Time to Get Serious About Screen Time

Tech is everywhere. I am concerned.

I am concerned about technology and our children.  Don’t misunderstand me; I appreciate technology. However, studies are reporting an increased amount of screen time among children, and at the same time other studies are linking screen time to negative consequences.  We need to take this issue seriously.

Using technology is part of our daily life.  We cannot avoid it. We are blessed by technology and have come to depend on it.  I am thankful for instant access to information and entertainment. I love sharing with my children the songs that were a part of my childhood.  I like the convenient ways we can share data and collaborate on projects. My concern is that because technology is so ubiquitous, we are becoming unaware or unconcerned about its weaknesses, liabilities, and dangers.  For example, negative consequences linked to excessive screen time include: obesity, anxiety, depression, lower school performance, behavior problems (including attention, social, and emotional issues), and sleep problems.

Young parents have grown up with smartphones, and we are now seeing the first generation of children whose parents never knew a time without the internet.  How is this affecting children? The truth is, we don’t know for sure. A recent study, however, demonstrated a verifiable correlation between the amount of screen time and the literal physical development of the brain.  You can read the study here or browse a CNN article about it titled, “MRIs show screen time linked to lower brain development in preschoolers.”  I intentionally used the word “correlation” because we don’t know if the actual use of smartphones and tablets are affecting the brain or the fact that screen time is replacing other better activities and creating bad habits.  Regardless, no one wants to diminish or stunt the development of a child’s brain.  

AAP Recommended Guidelines

There has long been concern among the American Academy of Pediatrics which published recommended guidelines for child media use.  These guidelines include:

  • For children younger than 18 months, avoid use of screen media other than video-chatting. Parents of children 18 to 24 months of age who want to introduce digital media should choose high-quality programming, and watch it with their children to help them understand what they’re seeing.
  • For children ages 2 to 5 years, limit screen use to 1 hour per day of high-quality programs. Parents should co-view media with children to help them understand what they are seeing and apply it to the world around them.
  • For children ages 6 and older, place consistent limits on the time spent using media, and the types of media, and make sure the media does not take the place of adequate sleep, physical activity and other behaviors essential to health. 
  • Designate media-free times together, such as dinner or driving, as well as media-free locations at home, such as bedrooms.
  • Have ongoing communication about online citizenship and safety, including treating others with respect online and offline.
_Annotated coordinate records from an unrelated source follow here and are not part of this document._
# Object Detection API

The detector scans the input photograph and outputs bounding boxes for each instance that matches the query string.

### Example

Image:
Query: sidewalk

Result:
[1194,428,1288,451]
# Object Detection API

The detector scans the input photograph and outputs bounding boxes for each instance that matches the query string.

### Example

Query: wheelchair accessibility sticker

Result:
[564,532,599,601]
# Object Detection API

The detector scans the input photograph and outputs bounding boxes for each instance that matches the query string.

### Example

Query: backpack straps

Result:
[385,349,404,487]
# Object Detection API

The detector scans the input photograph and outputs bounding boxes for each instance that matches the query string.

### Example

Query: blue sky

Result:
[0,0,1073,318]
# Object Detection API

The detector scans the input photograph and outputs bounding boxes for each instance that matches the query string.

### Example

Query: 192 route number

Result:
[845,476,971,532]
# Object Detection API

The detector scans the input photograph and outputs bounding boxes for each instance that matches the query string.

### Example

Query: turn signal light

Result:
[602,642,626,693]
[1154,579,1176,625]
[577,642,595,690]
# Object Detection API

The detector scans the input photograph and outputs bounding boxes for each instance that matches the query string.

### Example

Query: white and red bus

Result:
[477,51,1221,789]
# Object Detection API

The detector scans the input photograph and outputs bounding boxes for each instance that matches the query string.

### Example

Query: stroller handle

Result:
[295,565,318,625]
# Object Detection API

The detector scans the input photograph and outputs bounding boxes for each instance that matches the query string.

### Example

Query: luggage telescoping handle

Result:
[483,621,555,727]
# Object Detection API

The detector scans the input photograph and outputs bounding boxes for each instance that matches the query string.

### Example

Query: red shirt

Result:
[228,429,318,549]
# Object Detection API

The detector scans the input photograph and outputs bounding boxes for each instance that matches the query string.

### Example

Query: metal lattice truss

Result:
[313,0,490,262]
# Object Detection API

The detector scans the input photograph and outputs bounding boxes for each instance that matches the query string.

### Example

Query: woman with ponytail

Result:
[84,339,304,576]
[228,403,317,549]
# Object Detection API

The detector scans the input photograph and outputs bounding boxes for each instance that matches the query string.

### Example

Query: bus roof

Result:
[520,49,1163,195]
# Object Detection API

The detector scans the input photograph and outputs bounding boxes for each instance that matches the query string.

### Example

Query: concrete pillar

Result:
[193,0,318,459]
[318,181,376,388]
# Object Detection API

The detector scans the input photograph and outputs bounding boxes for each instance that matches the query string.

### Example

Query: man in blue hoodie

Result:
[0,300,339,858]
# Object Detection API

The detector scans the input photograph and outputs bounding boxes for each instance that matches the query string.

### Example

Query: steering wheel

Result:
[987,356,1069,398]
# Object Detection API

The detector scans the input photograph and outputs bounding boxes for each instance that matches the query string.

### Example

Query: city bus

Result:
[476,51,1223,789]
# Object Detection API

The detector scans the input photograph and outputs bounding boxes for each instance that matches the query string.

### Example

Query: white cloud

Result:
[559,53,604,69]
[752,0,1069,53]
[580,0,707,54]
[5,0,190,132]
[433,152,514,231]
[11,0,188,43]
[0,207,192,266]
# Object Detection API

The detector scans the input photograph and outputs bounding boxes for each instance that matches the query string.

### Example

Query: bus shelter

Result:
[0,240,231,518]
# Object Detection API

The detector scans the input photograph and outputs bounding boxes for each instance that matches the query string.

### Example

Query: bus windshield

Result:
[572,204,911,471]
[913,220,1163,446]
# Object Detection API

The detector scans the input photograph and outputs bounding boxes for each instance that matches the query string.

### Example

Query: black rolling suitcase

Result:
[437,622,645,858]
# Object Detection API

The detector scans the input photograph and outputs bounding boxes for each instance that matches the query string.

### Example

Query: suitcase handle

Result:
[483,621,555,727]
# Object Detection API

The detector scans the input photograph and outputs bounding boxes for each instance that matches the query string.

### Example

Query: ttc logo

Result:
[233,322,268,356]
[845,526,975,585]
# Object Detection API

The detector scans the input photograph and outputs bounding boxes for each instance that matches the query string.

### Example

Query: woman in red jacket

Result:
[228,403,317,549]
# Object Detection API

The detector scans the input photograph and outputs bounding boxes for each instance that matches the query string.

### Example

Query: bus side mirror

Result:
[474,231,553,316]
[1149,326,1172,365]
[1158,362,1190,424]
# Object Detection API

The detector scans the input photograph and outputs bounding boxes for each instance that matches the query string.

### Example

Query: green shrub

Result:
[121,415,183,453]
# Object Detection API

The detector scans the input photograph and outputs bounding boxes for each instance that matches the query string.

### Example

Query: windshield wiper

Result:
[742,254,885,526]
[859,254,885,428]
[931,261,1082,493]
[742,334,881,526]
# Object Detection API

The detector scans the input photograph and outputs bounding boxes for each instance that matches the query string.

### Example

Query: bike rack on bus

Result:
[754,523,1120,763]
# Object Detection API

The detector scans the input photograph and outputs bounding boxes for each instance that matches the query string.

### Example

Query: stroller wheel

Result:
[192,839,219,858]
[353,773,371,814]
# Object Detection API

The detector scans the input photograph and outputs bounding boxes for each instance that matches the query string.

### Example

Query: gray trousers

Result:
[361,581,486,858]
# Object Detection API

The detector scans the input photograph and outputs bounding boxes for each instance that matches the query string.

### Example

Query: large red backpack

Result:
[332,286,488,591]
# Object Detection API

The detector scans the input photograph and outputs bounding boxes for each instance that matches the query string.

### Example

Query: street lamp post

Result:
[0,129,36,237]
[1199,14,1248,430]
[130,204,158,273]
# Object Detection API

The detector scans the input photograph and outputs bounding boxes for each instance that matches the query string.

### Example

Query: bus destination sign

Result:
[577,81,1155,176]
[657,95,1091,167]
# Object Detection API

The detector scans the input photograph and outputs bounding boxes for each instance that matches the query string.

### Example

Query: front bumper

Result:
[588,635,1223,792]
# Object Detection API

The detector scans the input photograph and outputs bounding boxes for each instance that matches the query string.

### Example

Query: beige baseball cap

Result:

Even the World Health Organization has expressed concerns and issued a report on the dangers of an excessive sedentary lifestyle associated with our use of digital media.  

What Should We Do? Do Something.

There is no shortage of data to support the concern.  Oddly enough, there is also no shortage of information online to tell us how to limit our time online.  The choice for us comes down to whether we care enough to do something. Are our children more important than our media and technology?  Are our lives so busy we can’t monitor our own children? Are we so distracted that we have given up training our children in exchange for the quietness of a digitally distracted child?  I cannot answer these questions for you. I know that I have fallen far short of my own desires. I also have realized how short the child rearing days are. Now is the time to reorder our family life and get control.  Now is the time to do something.  

There is grace and forgiveness for every parent who falls short.  There is strength and wisdom in Christ for every parent who feels weak and insufficient.  Let’s start there.